To begin

One of the first steps in Muscle alignments is kmer distance clustering and building a guide tree. But what value of ‘k’ is used for this?

./muscle --help

Muscle has been cited almost 23,000 times! The Muscle source code is “open” so you could go read the code and find out for yourself.

“Open”

What does it mean to create “open” works and why is that important?

In science reproducibility is essential to progress. Today, the volume and pace of scientific progress necessitates signficant transparency in the process. Publishing research that anyone can access is important. So is writing and distributing scientific software that is free and easily implemented.

Open != Free Open means transparency, but that does not mean that the research, document, or software is free to use in all cases.

Open Access publications:

Open Source programs in Bioinformatics:

In the field of Bioinformatics there has been a shift in thinking on how to publish code. It is now generally accepted that those who write code should publish it for research use free of charge. Furthermore, it is not generally enough to simply post a program where someone can download it. Rather the original code must be made publicly available for others to use, edit, and review.

The number one most common way to share code is on GitHub. See your instructor’s repository page. For example, the code used to generate the course materials can be found here. However, there are many other services that are used to distribute scientific research software (e.g., CRAN and Anaconda*)

*Technically Anaconda is not a repository, but accesses many open resources.

Scientific Publishing: Preprints

One way to rapidly publish new science and simultaneously ensure that there is free access to your work is through publishing Preprints. These are documents that are posted to public websites that archive the work in a way that is open and free. In biology the bioRxiv project is the primary repository for preprints.

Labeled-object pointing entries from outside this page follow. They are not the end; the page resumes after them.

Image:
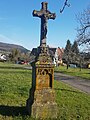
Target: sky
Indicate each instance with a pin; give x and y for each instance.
(18, 26)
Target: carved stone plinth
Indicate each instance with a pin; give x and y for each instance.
(41, 102)
(44, 105)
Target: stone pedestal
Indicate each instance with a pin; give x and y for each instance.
(41, 102)
(44, 105)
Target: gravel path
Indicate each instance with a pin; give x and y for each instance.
(79, 83)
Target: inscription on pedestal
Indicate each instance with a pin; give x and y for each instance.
(44, 78)
(41, 102)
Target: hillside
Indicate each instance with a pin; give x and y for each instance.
(8, 47)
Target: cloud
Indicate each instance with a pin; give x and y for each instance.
(5, 39)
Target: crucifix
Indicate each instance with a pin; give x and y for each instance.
(45, 15)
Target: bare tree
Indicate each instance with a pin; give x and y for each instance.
(83, 31)
(65, 4)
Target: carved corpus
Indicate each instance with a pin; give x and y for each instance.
(45, 15)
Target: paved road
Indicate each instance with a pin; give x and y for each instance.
(81, 84)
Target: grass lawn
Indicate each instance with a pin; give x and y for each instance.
(84, 73)
(14, 91)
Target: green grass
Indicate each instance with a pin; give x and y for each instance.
(14, 91)
(84, 73)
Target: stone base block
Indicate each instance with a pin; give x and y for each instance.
(44, 105)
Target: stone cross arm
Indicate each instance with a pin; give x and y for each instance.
(47, 15)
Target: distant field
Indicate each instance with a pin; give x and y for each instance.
(14, 91)
(84, 73)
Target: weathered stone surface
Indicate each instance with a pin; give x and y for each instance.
(41, 102)
(44, 105)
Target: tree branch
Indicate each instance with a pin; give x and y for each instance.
(65, 4)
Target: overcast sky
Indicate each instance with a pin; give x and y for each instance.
(18, 26)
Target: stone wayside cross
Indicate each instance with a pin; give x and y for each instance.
(45, 15)
(41, 103)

Let’s have a look around https://www.biorxiv.org/collection/bioinformatics for recent preprints in bioinformatics.

WARNING: Preprints have NOT been peer reviewed for quality and soundness of science. Use information from preprints at your own risk. However, this can be where the cutting-edge methods and research are appearing.

The Course Project

Details can be found here

Homework:

Find a repository that your instructor created and try to figure out what it does. This will be varying degrees of difficult depending on how well the repository is documented. Submit answers to #git and collaborate with other students who pick the same repository to learn as much as possible about the code.